ClaimIQ at CheckThat! 2025: Comparing Prompted and Fine-Tuned Language Models for Verifying Numerical Claims
- URL: http://arxiv.org/abs/2509.11492v1
- Date: Mon, 15 Sep 2025 01:03:09 GMT
- Title: ClaimIQ at CheckThat! 2025: Comparing Prompted and Fine-Tuned Language Models for Verifying Numerical Claims
- Authors: Anirban Saha Anik, Md Fahimul Kabir Chowdhury, Andrew Wyckoff, Sagnik Ray Choudhury,
- Abstract summary: This paper presents our system for Task 3 of the CLEF 2025 CheckThat! Lab, which focuses on verifying numerical and temporal claims using retrieved evidence.<n>We explore two complementary approaches: zero-shot prompting with instruction-tuned large language models (LLMs) and supervised fine-tuning using parameter-efficient LoRA.<n>Our best-performing model LLaMA fine-tuned with LoRA achieves strong performance on the English validation set.

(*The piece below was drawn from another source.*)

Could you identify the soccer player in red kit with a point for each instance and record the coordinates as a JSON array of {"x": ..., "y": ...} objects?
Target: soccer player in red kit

- Score: 1.6376648444927477
- License: http://creativecommons.org/licenses/by/4.0/
- Abstract: This paper presents our system for Task 3 of the CLEF 2025 CheckThat! Lab, which focuses on verifying numerical and temporal claims using retrieved evidence. We explore two complementary approaches: zero-shot prompting with instruction-tuned large language models (LLMs) and supervised fine-tuning using parameter-efficient LoRA. To enhance evidence quality, we investigate several selection strategies, including full-document input and top-k sentence filtering using BM25 and MiniLM. Our best-performing model LLaMA fine-tuned with LoRA achieves strong performance on the English validation set. However, a notable drop in the test set highlights a generalization challenge. These findings underscore the importance of evidence granularity and model adaptation for robust numerical fact verification.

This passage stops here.